One of the not-cool things about having a live-in helper is that it creates lazy kids who think that someone else will do the work. I have instructed them to introduce Geronne to guests as our "co-worker" because I hate hearing the other titles and I want to convince them that we need to work together to clean up after ourselves. We are co-workers! (Go ahead and laugh ... I have to start somewhere.)

At this moment I have all the kids with rags in their hands walking around "cleaning". Trust me, it is not doing anything at all for the cleanliness of the house -- but it just might be breaking their cracked notion that OTHER people do all the cleaning.

The other night Noah triumphantly declared that when he grows up he is not doing dishes, he will "get help." That pretty much sealed his fate and he is now in charge of his own dishes after every meal from this day forward. I bet he is wishing he could hit rewind on that declaration!

It is great to create jobs in a country where there are not a lot of jobs. We pay Geronne well and try hard to love, empower and elevate her ... but in this culture it seems like many people feel more comfortable in a subservient role. That bums me out.

It has been kind of nice to chat with other people our age also raising kids here to find out that we're not crazy or experiencing anything unique -- culture wins whether you want to believe it (or not) fight it (or not) accept it (or not).

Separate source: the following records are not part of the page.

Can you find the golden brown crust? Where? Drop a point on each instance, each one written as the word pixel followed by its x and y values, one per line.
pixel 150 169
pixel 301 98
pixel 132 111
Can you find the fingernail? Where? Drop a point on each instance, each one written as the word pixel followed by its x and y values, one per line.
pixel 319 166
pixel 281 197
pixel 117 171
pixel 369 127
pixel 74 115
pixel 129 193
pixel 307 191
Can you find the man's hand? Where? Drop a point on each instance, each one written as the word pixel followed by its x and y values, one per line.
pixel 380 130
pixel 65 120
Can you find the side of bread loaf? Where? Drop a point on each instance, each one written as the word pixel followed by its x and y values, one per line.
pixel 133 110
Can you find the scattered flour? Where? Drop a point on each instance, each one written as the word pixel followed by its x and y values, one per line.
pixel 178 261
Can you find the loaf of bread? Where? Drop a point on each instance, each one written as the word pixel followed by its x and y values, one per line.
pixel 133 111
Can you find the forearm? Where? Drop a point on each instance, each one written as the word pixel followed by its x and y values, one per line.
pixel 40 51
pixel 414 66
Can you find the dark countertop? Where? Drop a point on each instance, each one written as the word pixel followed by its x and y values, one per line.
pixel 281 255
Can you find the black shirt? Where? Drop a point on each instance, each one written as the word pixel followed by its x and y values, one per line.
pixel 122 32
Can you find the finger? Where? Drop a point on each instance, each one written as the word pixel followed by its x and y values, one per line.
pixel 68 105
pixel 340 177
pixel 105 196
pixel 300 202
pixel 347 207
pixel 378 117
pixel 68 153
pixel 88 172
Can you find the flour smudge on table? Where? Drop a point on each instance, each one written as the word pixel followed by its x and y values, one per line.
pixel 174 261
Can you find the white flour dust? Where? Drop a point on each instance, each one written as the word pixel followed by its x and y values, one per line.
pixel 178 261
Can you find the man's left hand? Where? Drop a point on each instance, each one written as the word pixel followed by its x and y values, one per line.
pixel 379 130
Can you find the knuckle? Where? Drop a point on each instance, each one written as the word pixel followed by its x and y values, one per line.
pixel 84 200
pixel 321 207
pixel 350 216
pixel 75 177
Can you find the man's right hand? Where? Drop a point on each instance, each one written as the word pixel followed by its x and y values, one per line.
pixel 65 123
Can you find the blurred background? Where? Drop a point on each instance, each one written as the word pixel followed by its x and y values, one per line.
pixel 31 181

On another unrelated note, I reminded Geronne that in December she gets her regular pay plus a whole extra month's salary for Christmas. (Haitian law requires a 13th month salary to be given at years-end.) She said, "No Madame Troy, don't do that, you don't have the money, the refrigerator is empty." I told her that it had more to do with no time to grocery shop -- and that she did not need to worry about us not having the money to feed the kids or pay her ... the refrigerator is actually NOT the economic indicator here.